Re: [PATCH] sched/fair: Introduce priority load balance for CFS

From: Vincent Guittot
Date: Mon Nov 14 2022 - 11:43:14 EST


On Sat, 12 Nov 2022 at 03:51, Song Zhang <zhangsong34@xxxxxxxxxx> wrote:
>
> Hi, Vincent
>
> On 2022/11/3 17:22, Vincent Guittot wrote:
> > On Thu, 3 Nov 2022 at 10:20, Song Zhang <zhangsong34@xxxxxxxxxx> wrote:
> >>
> >>
> >>
> >> On 2022/11/3 16:33, Vincent Guittot wrote:
> >>> On Thu, 3 Nov 2022 at 04:01, Song Zhang <zhangsong34@xxxxxxxxxx> wrote:
> >>>>
> >>>> Thanks for your reply!
> >>>>
> >>>> On 2022/11/3 2:01, Vincent Guittot wrote:
> >>>>> On Wed, 2 Nov 2022 at 04:54, Song Zhang <zhangsong34@xxxxxxxxxx> wrote:
> >>>>>>
> >>>>>
> >>>>> This really looks like a v3 of
> >>>>> https://lore.kernel.org/all/20220810015636.3865248-1-zhangsong34@xxxxxxxxxx/
> >>>>>
> >>>>> Please keep versioning.
> >>>>>
> >>>>>> Add a new sysctl interface:
> >>>>>> /proc/sys/kernel/sched_prio_load_balance_enabled
> >>>>>
> >>>>> We don't want to add more sysctl knobs for the scheduler, we even
> >>>>> removed some.
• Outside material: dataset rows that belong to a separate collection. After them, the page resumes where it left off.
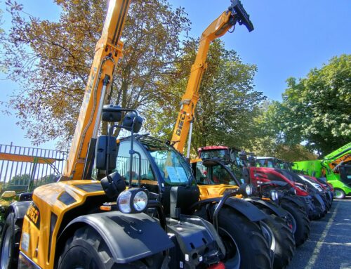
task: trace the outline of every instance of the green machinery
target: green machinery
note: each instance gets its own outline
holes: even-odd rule
[[[351,195],[351,143],[322,160],[295,162],[293,169],[316,178],[326,178],[334,188],[337,199]]]

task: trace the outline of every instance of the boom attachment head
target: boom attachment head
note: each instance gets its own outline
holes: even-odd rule
[[[245,8],[242,6],[239,0],[230,0],[232,5],[228,8],[228,10],[235,15],[236,22],[240,25],[244,25],[246,27],[249,32],[253,30],[253,25],[250,20],[250,15],[246,13]]]
[[[122,112],[119,105],[105,105],[102,107],[102,121],[117,122],[122,118]]]

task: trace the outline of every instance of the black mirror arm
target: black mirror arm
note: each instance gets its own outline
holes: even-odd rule
[[[133,112],[135,114],[135,117],[138,117],[138,112],[135,110],[132,109],[126,109],[125,111],[130,111]],[[132,126],[131,130],[131,150],[129,150],[131,161],[129,162],[129,188],[132,185],[132,176],[133,176],[133,155],[135,153],[133,150],[133,143],[134,143],[134,121],[133,121]],[[139,158],[141,162],[141,157]],[[140,167],[140,166],[139,166]]]

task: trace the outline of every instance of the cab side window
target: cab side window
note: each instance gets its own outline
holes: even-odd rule
[[[211,184],[208,169],[202,162],[197,163],[196,166],[196,180],[200,185]]]
[[[123,141],[119,145],[119,149],[117,157],[117,164],[116,170],[119,173],[122,178],[126,181],[127,185],[129,183],[130,169],[129,162],[131,156],[129,150],[131,149],[131,141]],[[138,178],[139,173],[140,173],[141,185],[156,185],[157,181],[154,176],[154,173],[151,169],[150,163],[147,157],[144,153],[140,146],[136,143],[133,145],[133,150],[138,152],[141,155],[141,167],[139,168],[139,156],[134,155],[133,156],[132,166],[132,184],[136,185],[138,184]]]

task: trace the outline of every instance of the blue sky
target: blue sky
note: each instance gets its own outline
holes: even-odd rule
[[[133,0],[132,0],[133,1]],[[230,4],[230,0],[168,0],[183,6],[192,22],[190,35],[199,37]],[[27,13],[42,19],[57,20],[60,10],[48,0],[18,0]],[[273,100],[281,100],[289,77],[303,77],[313,67],[320,67],[333,56],[351,52],[351,1],[350,0],[241,0],[255,30],[237,26],[221,39],[227,49],[237,51],[244,63],[256,64],[256,90]],[[5,10],[4,0],[0,8]],[[10,24],[4,13],[3,27]],[[102,22],[102,24],[103,22]],[[92,48],[92,50],[93,48]],[[0,74],[0,79],[4,75]],[[1,101],[6,101],[18,86],[0,80]],[[4,110],[1,107],[1,110]],[[13,142],[29,145],[25,131],[13,116],[1,115],[0,143]],[[53,147],[51,142],[43,145]]]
Knob usually means that you want to fix your use case
> >>>>> but the solution doesn't make sense for all cases.
> >>>>>
> >>>>
> >>>> OK, I will remove this knobs later.
> >>>>
> >>>>>>
> >>>>>> 0: default behavior
> >>>>>> 1: enable priority load balance for CFS
> >>>>>>
> >>>>>> For co-location with idle and non-idle tasks, when CFS do load balance,
> >>>>>> it is reasonable to prefer migrating non-idle tasks and migrating idle
> >>>>>> tasks lastly. This will reduce the interference by SCHED_IDLE tasks
> >>>>>> as much as possible.
> >>>>>
> >>>>> I don't agree that it's always the best choice to migrate a non-idle task 1st.
> >>>>>
> >>>>> CPU0 has 1 non idle task and CPU1 has 1 non idle task and hundreds of
> >>>>> idle task and there is an imbalance between the 2 CPUS: migrating the
> >>>>> non idle task from CPU1 to CPU0 is not the best choice
> >>>>>
> >>>>
> >>>> If the non idle task on CPU1 is running or cache hot, it cannot be
> >>>> migrated and idle tasks can also be migrated from CPU1 to CPU0. So I
> >>>> think it does not matter.
> >>>
> >>> What I mean is that migrating non idle tasks first is not a universal
> >>> win and not always what we want.
> >>>
> >>
> >> But migrating online tasks first is mostly a trade-off that
> >> non-idle(Latency Sensitive) tasks can obtain more CPU time and minimize
> >> the interference caused by IDLE tasks. I think this makes sense in most
> >> cases, or you can point out what else I need to think about it ?
> >>
> >> Best regards.
> >>
> >>>>
> >>>>>>
> >>>>>> Testcase:
> >>>>>> - Spawn large number of idle(SCHED_IDLE) tasks occupy CPUs
> >>>>>
> >>>>> What do you mean by a large number ?
> >>>>>
> >>>>>> - Let non-idle tasks compete with idle tasks for CPU time.
> >>>>>>
> >>>>>> Using schbench to test non-idle tasks latency:
> >>>>>> $ ./schbench -m 1 -t 10 -r 30 -R 200
> >>>>>
> >>>>> How many CPUs do you have ?
> >>>>>
> >>>>
> >>>> OK, some details may not be mentioned.
> >>>> My virtual machine has 8 CPUs running with a schbench process and 5000
> >>>> idle tasks. The idle task is a while dead loop process below:
> >>>
> >>> How can you care about latency when you start 10 workers on 8 vCPUs
> >>> with 5000 non idle threads ?
> >>>
> >>
> >> No no no... spawn 5000 idle(SCHED_IDLE) processes not 5000 non-idle
> >> threads, and with 10 non-idle schbench workers on 8 vCPUs.
> >
> > yes spawn 5000 idle tasks but my point remains the same
> >
>
> I am so sorry that I have not received your reply for a long time, and I
> am still waiting for it anxiously. In fact, migrating non-idle tasks 1st
> works well in most scenarios, so it maybe possible to add a
> sched_feat(LB_PRIO) to enable or disable that. Finally, I really hope
> you can give me some better advice.

I have seen that you posted a v4 5 days ago which is on my list to be reviewed.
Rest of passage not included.